Advanced Limited Scope Audit Issues

Posted by Maria T. Hurd, CPA


Plans that obtain a valid limited scope certification for the completeness and accuracy of investment information from a regulated financial institution such as a bank, trust company, or insurance company, can instruct their auditors to exclude investment information from the scope of their audit. In a limited scope audit, the auditor is still required to test all significant audit areas, such as contributions, benefit payments, participant loan processing, hardship distributions, participant data, eligibility to all plan features, and payroll. The extent of the audit procedures applied to each plan feature will vary from plan to plan, depending on the risk level assessed by the auditor using walk-through procedures for the plan processes, and examination of SOC 1 reports on the effectiveness of controls at service organizations.

Can authorized representatives of a regulated institution issue the certification?

DOL Reg. 2520.103-5(d)(1) provides that a limited scope certification must be signed by a person authorized to represent the insurance carrier, bank, or trust company. Each plan sponsor must determine, with the help of their auditor, whether entities issuing limited scope certifications on behalf of the regulated institutions are authorized to represent the eligible entities for this purpose.
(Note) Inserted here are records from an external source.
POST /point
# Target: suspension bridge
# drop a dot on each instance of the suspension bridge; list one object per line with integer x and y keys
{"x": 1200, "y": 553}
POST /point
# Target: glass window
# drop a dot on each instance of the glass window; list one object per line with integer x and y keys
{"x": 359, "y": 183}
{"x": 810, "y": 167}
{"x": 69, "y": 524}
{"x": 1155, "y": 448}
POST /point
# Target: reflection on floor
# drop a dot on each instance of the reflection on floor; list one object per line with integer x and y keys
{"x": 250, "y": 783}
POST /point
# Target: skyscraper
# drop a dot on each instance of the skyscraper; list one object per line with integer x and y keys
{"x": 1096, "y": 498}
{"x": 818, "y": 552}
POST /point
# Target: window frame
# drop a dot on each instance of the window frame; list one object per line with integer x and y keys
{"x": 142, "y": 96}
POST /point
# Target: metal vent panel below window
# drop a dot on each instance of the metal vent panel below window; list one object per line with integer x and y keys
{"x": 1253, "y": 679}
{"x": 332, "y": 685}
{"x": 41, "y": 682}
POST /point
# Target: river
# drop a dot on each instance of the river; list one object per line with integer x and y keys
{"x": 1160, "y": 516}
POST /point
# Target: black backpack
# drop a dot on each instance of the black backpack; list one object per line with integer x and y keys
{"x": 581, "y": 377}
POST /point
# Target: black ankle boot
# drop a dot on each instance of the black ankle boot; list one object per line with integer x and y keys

In our experience, recordkeepers that issue limited scope certifications under an agency relationship with a trustee or custodian can provide an explicit statement of authority from the regulated institution as part of the certification.

Must an auditor rely on a limited scope certification if instructed by the plan sponsor?

With the increasing complexity of investments held by retirement plans, many custodians or trustees that do not provide valuation services for hard-to-value investments will certify as to the best information available to them, which may not represent fair value at year end. For this reason, auditors cannot blindly accept a limited scope certification without performing some due diligence regarding certification process for investments without a readily determinable fair market value. When auditors determine that the certified values do not represent fair value, they cannot exclude those values from the scope of the audit, since in that case, the certification would not constitute an appropriate basis for limiting the scope of the audit.

For investments properly covered by a valid limited scope certification, the auditor has no responsibility to test the accuracy or completeness of investment information, obtain an understanding of internal controls maintained by the certifying institution over investments held and investment transactions executed for the plan, or assess control risk associated with asset valuation and investment earnings. For investments excluded from the limited scope certification, the auditor must apply audit procedures to ensure that the fair value is in conformity with U.S. Generally Accepted Accounting Principles (GAAP) as promulgated by the Financial Accounting Standards Board (FASB).